Xiaomi intends to take use of this technology by integrating its automobiles with its phones and home appliances in what it terms a “Human x Car x Home” ecosystem. Xiaomi is well-known for its reasonably priced smartphones, smart TVs, and other gadgets.

According to Tu Le, the founder of Sino Auto Insights, a consultancy, Xiaomi is attempting to complete the loop by incorporating transportation into a range of products that are already a part of its consumers’ personal and work life.

Chinese smartphone giant Xiaomi's electric car project hits regulatory  roadblock | HT Auto
Chinese smartphone giant Xiaomi’s electric car project hits regulatory roadblock | HT Auto

In an email answer, he said, “The holy grail for tech companies is the ability to seamlessly be a continuous part of someone’s life.” “It’s highly unlikely that anyone in Beijing you know doesn’t own at least one Xiaomi product, whether it’s a tablet, computer, TV, phone, or air purifier.”

The business, being a novice in the auto industry, is speculating that it can create a vehicle that consumers would be interested in, he added. He estimated that it would take a year or two to determine whether Xiaomi could adjust to remedy any mistakes and succeed, given the weak Chinese economy and the current EV pricing war.

“Their advantage is that they are a technology company, but in order to learn how to be a tech company that builds cars, they need to reconcile that with drinking through a fire hose,” Le said.

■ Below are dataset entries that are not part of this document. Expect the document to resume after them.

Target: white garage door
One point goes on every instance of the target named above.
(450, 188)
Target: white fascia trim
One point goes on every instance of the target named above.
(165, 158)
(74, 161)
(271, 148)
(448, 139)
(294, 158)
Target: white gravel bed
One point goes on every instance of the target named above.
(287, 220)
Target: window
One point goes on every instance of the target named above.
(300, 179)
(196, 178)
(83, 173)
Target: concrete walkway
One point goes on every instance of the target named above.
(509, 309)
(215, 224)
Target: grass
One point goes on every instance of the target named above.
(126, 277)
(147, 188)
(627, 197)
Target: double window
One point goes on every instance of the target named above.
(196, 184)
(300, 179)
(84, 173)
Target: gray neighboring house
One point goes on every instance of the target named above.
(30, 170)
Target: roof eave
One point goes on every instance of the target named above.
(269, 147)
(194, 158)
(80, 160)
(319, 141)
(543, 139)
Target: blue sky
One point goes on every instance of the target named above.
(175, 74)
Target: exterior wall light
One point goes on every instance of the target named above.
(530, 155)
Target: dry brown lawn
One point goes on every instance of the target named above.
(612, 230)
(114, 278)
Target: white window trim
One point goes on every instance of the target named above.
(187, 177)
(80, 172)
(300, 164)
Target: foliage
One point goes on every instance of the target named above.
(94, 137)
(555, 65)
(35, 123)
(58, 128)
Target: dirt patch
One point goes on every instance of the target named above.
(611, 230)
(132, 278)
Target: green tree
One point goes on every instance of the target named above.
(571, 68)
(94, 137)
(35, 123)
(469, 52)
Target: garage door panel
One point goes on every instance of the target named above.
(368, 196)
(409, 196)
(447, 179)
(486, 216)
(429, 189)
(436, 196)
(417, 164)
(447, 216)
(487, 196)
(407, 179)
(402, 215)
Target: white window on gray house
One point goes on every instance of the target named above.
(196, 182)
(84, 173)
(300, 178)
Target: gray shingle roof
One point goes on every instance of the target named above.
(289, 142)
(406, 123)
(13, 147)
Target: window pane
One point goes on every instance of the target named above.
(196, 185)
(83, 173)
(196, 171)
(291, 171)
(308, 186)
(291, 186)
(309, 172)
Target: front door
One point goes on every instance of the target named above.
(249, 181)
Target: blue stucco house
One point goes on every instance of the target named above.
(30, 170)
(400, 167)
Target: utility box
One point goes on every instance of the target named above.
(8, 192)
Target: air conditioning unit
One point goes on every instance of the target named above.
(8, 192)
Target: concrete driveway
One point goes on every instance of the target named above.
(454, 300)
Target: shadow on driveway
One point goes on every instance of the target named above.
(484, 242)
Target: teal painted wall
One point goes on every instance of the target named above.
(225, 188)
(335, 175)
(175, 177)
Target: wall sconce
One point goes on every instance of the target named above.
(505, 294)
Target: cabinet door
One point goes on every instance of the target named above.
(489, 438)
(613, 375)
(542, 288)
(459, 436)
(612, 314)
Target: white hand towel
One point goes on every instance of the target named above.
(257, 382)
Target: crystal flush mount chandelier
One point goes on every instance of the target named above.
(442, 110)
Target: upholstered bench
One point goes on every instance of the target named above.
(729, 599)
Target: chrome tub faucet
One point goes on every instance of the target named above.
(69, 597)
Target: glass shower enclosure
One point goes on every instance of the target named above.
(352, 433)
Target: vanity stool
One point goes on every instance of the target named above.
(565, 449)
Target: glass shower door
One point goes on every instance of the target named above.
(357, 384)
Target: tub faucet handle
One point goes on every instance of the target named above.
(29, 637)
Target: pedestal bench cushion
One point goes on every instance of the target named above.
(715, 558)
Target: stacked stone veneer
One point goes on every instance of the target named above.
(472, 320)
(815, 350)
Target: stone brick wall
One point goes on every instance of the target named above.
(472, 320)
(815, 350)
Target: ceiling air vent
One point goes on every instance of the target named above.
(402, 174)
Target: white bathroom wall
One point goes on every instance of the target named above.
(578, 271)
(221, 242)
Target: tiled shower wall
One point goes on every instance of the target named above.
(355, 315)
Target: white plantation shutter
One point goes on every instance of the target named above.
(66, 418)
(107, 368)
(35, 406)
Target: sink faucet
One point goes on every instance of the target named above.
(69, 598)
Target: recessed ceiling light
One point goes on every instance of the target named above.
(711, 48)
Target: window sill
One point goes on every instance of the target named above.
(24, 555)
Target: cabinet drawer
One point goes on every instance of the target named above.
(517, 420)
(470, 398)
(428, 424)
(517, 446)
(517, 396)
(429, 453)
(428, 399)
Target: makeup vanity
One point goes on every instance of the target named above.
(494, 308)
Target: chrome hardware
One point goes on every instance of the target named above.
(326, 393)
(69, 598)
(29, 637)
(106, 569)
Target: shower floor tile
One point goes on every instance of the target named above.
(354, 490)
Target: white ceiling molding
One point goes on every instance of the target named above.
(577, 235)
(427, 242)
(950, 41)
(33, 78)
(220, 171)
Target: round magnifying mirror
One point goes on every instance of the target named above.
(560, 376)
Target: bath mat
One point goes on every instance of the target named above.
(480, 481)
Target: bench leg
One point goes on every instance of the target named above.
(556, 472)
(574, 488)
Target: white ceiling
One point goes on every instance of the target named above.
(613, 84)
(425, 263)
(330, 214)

According to financial research company CreditSights, Xiaomi’s EV subsidiary is expected to sell 60,000 cars in its first year and incur losses for the first two due to hefty marketing and promotion expenses.

Political obstacles stand in the way of Chinese manufacturers looking to go outside.

The European Union is looking into Chinese subsidies to see whether they unfairly provide Chinese-made electric vehicles a competitive edge in foreign markets. Last month, the United States stated that it was opening an inquiry into Chinese-manufactured connected vehicles that may be collecting private data about their owners.

When the U.S. probe was revealed, President Joe Biden said, “China is determined to dominate the future of the auto market, including by using unfair practices.” China’s measures run the risk of flooding our market with its automobiles, endangering the security of our country. I refuse to allow such to occur under my supervision.

China retaliated this week, claiming in a World Trade Organization lawsuit that American subsidies for electric cars unfairly target Chinese goods.

A few months after the business refuted the allegations and filed a lawsuit against the US government, the U.S. Defense Department withdrew Xiaomi off its blacklist due to purported ties to China’s military.